No filme, que pretende ser de intervenção, apesar de o considerar "parvo e tosco", Leonor parte sapos de loiça – colocados à porta de muitos estabelecimentos comerciais para afastar os ciganos – numa abordagem artística à xenofobia que existe em Portugal contra a etnia. Leonor diz que apesar de ser a mais jovem realizadora de sempre a ganhar tal galardão (e logo num dos festivais de cinema mais conceituados do Mundo) será a mesma de sempre. A mesma jovem de 23 anos, nada e criada em Vila Franca de Xira, que sonhou – "o único sonho que tive realmente até agora" – ser piloto da força aérea mas que se interessou pela fotografia em movimento antes de sequer começar a cruzar os céus vestida com a farda militar. Antes da curta-metragem premiada em Berlim, Leonor só tinha feito um filme, no âmbito da sua licenciatura em Cinema (tem também um mestrado em Audiovisual e Multimédia), também ele premiado (no festival de cinema de Vila do Conde e no IndieLisboa) e também ele sobre a temática cigana, um tema que lhe corre no sangue por parte do pai.

"O primeiro filme que fiz, o ‘Rhoma Acans’ – rodado no Casal dos Estanques em Vialonga – fazia um paralelo entre a minha vida e a vida das raparigas ciganas. No fundo confirmou aquilo que eu já sabia: elas casam muito cedo, têm de ter filhos, cuidar da casa, nem sequer têm direito à adolescência. Senti que a minha vida – se o meu pai não tivesse casado com a minha mãe (uma não-cigana) e nunca tenha tido nada a ver com as tradições da etnia porque não concordava com essas práticas conservadoras que excluíam a mulher – podia ter sido assim. Eu podia ser uma daquelas raparigas e essa foi uma das razões que me levou a fazer este filme". Percebe-se nas suas palavras – que são poucas e ainda um pouco contaminadas pela montanha-russa que Berlim pôs em andamento – que há uma certa necessidade (ainda que mais pessoal do que profissional, por muito que uma coisa leve à outra) de perceber um ADN que lhe pertence mas que por circunstâncias da vida não vivenciou.

"No primeiro filme foi mais perceber as minhas origens, na ‘Balada de um Batráquio’ quis arranjar um meio de me expressar sobre a relação entre a comunidade cigana e a sociedade em geral.

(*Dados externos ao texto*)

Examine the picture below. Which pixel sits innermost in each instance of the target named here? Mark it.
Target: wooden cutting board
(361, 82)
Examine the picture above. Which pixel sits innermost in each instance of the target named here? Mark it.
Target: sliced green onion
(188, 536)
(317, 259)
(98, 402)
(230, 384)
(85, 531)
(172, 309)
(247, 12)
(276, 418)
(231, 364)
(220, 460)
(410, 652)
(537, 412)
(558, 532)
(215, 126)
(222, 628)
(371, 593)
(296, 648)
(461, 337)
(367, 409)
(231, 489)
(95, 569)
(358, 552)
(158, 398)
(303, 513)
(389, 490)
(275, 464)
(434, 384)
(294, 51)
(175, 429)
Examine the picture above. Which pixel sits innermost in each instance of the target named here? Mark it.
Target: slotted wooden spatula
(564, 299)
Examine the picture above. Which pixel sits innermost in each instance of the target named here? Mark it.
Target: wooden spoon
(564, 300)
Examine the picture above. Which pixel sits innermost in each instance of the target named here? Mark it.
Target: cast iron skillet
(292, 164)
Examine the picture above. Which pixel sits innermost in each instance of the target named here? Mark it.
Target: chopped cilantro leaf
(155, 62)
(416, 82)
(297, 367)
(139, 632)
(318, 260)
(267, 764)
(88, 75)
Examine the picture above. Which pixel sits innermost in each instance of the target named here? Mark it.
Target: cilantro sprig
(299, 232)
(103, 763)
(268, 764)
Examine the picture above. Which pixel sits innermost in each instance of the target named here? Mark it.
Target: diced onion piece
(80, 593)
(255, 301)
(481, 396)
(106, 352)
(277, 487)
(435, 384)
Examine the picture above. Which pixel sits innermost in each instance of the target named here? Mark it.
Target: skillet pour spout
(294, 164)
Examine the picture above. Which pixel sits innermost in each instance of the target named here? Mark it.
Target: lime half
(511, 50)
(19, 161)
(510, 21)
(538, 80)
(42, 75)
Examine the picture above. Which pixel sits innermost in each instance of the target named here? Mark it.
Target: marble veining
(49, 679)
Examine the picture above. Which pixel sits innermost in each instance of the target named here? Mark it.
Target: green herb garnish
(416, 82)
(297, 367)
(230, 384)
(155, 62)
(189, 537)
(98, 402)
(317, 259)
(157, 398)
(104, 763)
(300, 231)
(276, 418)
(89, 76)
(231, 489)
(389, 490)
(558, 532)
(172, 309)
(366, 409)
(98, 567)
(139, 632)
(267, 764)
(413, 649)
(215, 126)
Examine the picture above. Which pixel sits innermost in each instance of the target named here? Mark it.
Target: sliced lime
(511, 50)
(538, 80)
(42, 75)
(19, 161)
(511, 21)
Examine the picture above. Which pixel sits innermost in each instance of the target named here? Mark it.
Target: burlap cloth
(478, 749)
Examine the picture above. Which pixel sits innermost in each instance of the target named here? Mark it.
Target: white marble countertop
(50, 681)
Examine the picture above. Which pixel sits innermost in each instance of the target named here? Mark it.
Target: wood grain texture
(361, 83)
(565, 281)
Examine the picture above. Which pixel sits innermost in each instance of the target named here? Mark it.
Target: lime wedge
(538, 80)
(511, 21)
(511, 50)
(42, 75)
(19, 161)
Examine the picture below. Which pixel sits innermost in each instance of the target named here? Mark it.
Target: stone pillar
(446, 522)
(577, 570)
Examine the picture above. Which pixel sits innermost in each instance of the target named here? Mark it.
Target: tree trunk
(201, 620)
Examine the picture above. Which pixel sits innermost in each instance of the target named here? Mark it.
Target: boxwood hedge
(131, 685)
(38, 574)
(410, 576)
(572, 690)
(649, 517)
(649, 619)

Mas as pessoas são livres de acharem o que quiserem, não me cabe a mim ditar essa mensagem".

Pai orgulhoso

Uma coisa é certa: o que se segue não vai incidir no mesmo tema. "A nível profissional para já encerrei este capítulo, não é o meu papel ser embaixadora dos assuntos sociais". Mas e a família o que achou da ‘Balada’ que a Portugal Film (que representa a curta) levou a Berlim? "Agora já não tenho contacto com a minha família de etnia cigana porque o meu pai e a minha avó já morreram e já não falo com os meus primos, por isso não faço ideia do que vão pensar quando o filme chegar a Portugal (ainda não há data)". E o pai, com que olhos teria encarado tanto sapo de louça partido? "Acho que teria achado uma macacada completa mas tenho a certeza que teria gostado de saber que foi premiado em Berlim. Além de que como ele gostava de desconstruir a tradição teria ficado orgulhoso por eu ter feito o mesmo".